You are spending $2500/month in electricity or $2500/year?

To avoid clipping you need a bigger SE inverter. Probably cheapest to buy Grid Tie SE inverter and then use a different hybrid via AC coupling unless somehow SE has cheap batteries.

I would pause any orders that have not arrived yet, I think you need to wait until you get help analyzing current system & costs before jumping into more stuff.
I pay a load of $225 month and $2500 current in electricity which is more now than I paid before getting solar
 
I doubt the PowMr is listed for grid tie (and no hybrid on the market will be with those batteries) and it seems scary/risky to combine 12V batteries in a size big enough for a house. Did you at least verify that the 12v BMS is tolerant of being built into a 48v pack?

You will need to keep using the SE unless you remove the optimizers and replace them with RSD. Forget any discussion out there about the compatibility stuff from SE like unlock Key, they don’t provide it anymore.
 
Ok, the $2000 bill. That raises some red flags around whether your account was properly transitioned to solar (EG smart meter configured for net metering mode or production meter properly installed), and whether that is a regular monthly bill or an annual true up bill. Im sure people would help double check your math and explain the bills if you share those (with personal information blacked out). As well as send the regular and solar rates. Right now I think folks have left or are thinking of leaving the thread because not everything adds up and they prefer to help when the project analysis is known to be reasonably solid.

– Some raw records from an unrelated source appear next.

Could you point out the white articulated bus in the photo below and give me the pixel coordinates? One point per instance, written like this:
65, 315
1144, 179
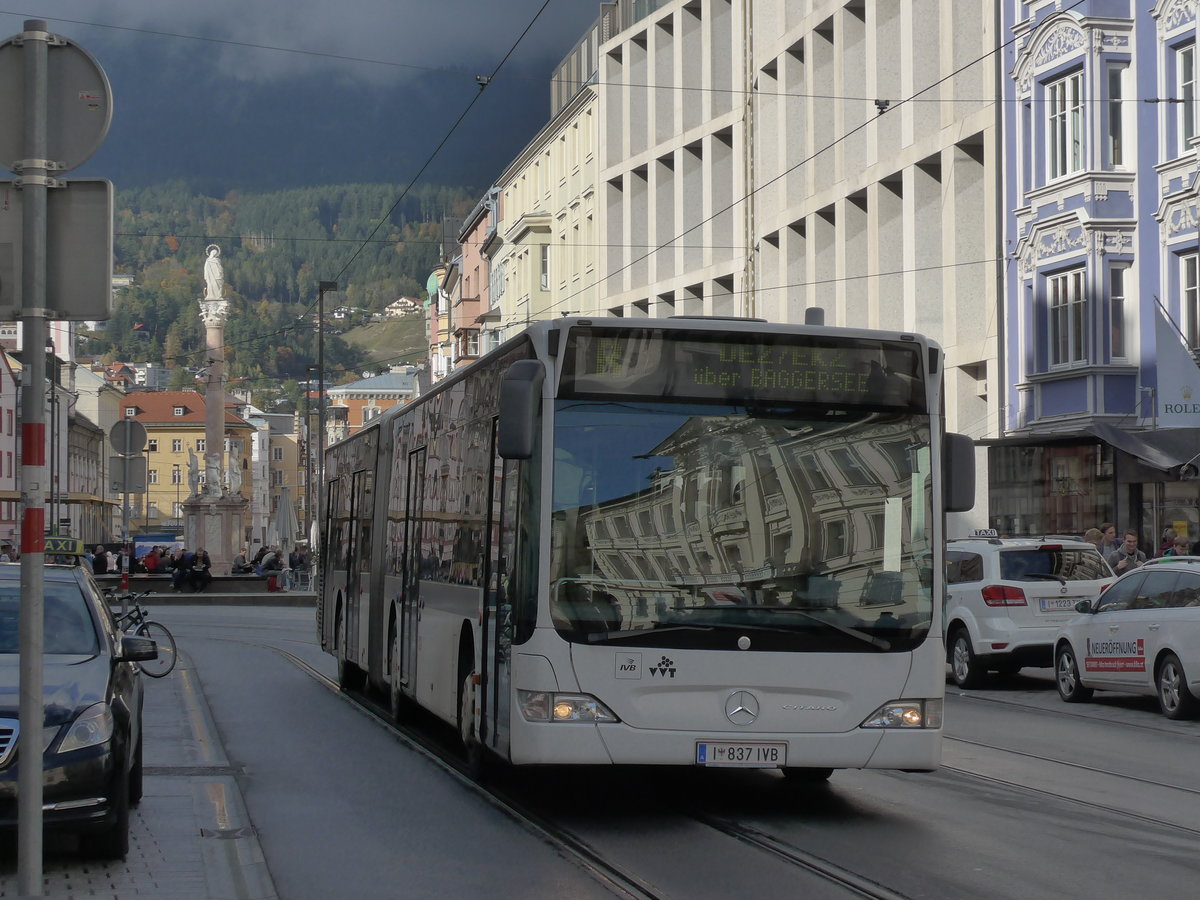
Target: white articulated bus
685, 541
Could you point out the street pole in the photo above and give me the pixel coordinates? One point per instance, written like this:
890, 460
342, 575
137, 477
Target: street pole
34, 184
325, 286
307, 454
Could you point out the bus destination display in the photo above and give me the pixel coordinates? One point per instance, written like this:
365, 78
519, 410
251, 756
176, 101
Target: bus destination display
785, 367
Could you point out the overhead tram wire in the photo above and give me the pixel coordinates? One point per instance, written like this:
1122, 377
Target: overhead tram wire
805, 161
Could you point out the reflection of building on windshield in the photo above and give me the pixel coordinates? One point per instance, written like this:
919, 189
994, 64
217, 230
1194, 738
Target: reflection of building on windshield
755, 502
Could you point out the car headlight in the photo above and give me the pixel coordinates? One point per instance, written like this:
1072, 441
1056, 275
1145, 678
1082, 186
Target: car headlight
906, 714
93, 726
551, 707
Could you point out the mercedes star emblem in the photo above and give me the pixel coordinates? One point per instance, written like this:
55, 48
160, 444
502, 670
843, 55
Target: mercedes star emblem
742, 708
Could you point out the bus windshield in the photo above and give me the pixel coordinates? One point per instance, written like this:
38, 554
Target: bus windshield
714, 525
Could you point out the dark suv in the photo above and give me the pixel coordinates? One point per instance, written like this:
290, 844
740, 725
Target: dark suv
91, 733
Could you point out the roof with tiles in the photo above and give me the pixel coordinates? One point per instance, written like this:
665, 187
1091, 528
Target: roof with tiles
160, 408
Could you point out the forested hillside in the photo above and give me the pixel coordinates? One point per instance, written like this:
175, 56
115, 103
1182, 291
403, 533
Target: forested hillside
275, 249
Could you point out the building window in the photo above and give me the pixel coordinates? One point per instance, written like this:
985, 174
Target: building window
1186, 91
1065, 102
1068, 318
834, 539
1116, 311
1189, 304
1115, 145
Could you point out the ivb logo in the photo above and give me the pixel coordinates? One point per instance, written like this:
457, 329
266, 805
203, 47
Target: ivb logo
629, 665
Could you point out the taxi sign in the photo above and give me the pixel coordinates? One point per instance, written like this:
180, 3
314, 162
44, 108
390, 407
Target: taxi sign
64, 551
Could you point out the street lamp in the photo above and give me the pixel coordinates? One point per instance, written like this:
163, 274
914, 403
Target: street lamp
322, 289
307, 453
177, 477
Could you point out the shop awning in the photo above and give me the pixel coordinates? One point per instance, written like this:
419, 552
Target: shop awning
1163, 449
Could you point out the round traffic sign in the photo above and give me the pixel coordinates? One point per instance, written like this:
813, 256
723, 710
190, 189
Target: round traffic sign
78, 107
127, 437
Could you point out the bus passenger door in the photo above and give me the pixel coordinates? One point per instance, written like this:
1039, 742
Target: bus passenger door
409, 601
359, 502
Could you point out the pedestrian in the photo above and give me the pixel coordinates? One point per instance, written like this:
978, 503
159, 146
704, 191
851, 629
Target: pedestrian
100, 561
273, 565
180, 563
1182, 547
1127, 557
241, 565
1110, 541
199, 574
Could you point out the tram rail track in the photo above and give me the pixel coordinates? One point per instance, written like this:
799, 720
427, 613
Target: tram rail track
568, 844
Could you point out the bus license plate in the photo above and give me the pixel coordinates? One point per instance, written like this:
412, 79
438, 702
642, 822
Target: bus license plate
739, 753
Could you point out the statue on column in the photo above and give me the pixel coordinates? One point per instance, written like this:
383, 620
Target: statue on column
214, 274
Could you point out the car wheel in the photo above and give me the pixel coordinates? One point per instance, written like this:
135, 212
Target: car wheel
114, 841
136, 775
1174, 697
965, 666
1066, 671
807, 775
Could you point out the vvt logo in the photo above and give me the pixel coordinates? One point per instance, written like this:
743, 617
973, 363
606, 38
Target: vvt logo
665, 669
629, 665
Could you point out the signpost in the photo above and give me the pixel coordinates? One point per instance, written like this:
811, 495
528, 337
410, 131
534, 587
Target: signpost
55, 105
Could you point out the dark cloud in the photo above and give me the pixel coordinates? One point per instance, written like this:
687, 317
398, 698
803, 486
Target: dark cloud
225, 114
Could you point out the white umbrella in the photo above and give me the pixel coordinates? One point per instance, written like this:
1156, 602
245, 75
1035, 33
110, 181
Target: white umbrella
285, 521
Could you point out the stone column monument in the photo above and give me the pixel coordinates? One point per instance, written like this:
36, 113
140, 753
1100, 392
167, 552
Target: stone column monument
214, 514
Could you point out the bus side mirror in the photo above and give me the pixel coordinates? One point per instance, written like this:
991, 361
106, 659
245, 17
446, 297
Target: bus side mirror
520, 403
958, 467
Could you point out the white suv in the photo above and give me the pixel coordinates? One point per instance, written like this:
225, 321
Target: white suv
1007, 598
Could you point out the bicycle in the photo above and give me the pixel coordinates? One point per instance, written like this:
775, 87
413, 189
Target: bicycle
137, 619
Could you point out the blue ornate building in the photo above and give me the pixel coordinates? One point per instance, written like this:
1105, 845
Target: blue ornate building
1103, 270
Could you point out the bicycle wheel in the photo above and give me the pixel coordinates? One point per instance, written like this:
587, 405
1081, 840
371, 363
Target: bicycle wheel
166, 643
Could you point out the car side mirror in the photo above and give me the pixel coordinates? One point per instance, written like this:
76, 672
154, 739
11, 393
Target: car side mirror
138, 649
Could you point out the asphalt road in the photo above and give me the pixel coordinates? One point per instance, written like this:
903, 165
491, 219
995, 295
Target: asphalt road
1036, 798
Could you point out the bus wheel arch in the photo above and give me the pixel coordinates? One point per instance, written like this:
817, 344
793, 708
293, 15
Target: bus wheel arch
468, 693
347, 672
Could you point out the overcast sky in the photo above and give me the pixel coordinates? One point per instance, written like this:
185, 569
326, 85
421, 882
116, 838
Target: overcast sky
311, 91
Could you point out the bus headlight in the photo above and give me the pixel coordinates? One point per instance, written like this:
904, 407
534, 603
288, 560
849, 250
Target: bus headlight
551, 707
906, 714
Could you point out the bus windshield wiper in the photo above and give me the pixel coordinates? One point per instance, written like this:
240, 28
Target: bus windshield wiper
845, 629
877, 642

When they call the PowMr a hybrid, does that include AC coupling and grid forming? It’s not guaranteed and must be verified on each. What is the forum’s experience with this based on your research?

The AC connection from inverter to grid or critical loads panel is among the simpler parts of code and theory to understand, so it isn’t easy to accept that you are at the point where that is all you need help with.